The average amino acid identity (AAI) was calculated using the method described by Konstantinidis & Tiedje10. The UM_TJL genome was used as the reference for comparison against other mycobacterial genomes. Conserved proteins were determined by whole-genome pairwise sequence comparisons using the BLAST algorithm36. A two-way BLAST was used and only forward and reverse-matched orthologs were used in AAI calculations. To minimize errors in the inference of homology, thresholds were set above the twilight zone37 so that all conserved proteins have a BLAST match of at least 40% identity at the amino acid level and a sequence coverage of at least 70%38. The genetic relatedness between a pair of genomes was measured by the AAI of all conserved proteins between the two genomes as computed by the BLAST algorithm.

Prediction of Horizontal Gene Transfer

Genomic islands

The draft genome of UM_TJL was submitted to IslandViewer18 for genomic island prediction. This software implemented sequence composition base approaches from SIGI-HMM39 and IslandPath-DIMOB40. The two programs had previously shown specificity up to approximately 86% to 92% and accuracy of 86%41. In addition, IslandViewer also included the comparative genomics approach from IslandPick18. The results generated from IslandViewer were further filtered by eliminating the islands situated within 20 Kb of the gap/border of two different concatenated contigs and having a size less than 10 Kb.

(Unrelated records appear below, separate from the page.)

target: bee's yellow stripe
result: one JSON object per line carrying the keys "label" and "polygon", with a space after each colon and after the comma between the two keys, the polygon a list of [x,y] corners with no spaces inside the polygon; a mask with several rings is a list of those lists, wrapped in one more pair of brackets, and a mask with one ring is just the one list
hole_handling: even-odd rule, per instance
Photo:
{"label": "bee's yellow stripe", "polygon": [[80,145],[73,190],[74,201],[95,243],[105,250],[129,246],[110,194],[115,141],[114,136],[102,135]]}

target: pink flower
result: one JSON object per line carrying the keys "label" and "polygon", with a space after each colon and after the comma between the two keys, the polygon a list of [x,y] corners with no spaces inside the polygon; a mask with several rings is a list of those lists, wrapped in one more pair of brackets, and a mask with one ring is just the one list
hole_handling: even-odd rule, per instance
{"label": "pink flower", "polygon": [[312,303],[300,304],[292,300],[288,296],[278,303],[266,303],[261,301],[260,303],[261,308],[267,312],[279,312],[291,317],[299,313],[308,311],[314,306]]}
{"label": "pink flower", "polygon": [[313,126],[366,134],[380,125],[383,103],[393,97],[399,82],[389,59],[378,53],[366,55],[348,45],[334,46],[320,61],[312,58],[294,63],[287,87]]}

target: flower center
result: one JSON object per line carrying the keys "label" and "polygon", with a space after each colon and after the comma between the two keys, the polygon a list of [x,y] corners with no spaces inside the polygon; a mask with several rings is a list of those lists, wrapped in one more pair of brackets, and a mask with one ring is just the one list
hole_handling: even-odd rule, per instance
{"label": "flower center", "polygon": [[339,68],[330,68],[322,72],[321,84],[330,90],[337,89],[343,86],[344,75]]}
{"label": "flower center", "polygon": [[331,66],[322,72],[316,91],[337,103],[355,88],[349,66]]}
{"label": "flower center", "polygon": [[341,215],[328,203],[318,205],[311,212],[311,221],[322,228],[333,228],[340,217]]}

Other horizontally transferred genes

We investigated the presence of other putative horizontally transferred genes by performing BLAST searches against A CLAssification of Mobile genetic Elements (ACLAME)42 and Toxin-Antitoxin Database (TADB)43.

Comparative Pathogenomics Analysis

The genome sequences annotated through RAST yielded predicted protein functions derived from the subsystems in FIGfams9. Protein sequences were downloaded from the RAST server and a homology search was performed on these sequences against Virulence Factor Database (VFDB)23 through the use of BLASTP14. The resulted hits were filtered using an in-house Perl script by accepting orthologs at the threshold of 60% identity and 60% completeness between queries and subjects. Instead of using the tabular comparison for pathogenomic composition, we harnessed the data collected from VFDB to construct a graphical representation to allow for the spontaneous comparison of pathogenomic profiles between genomes.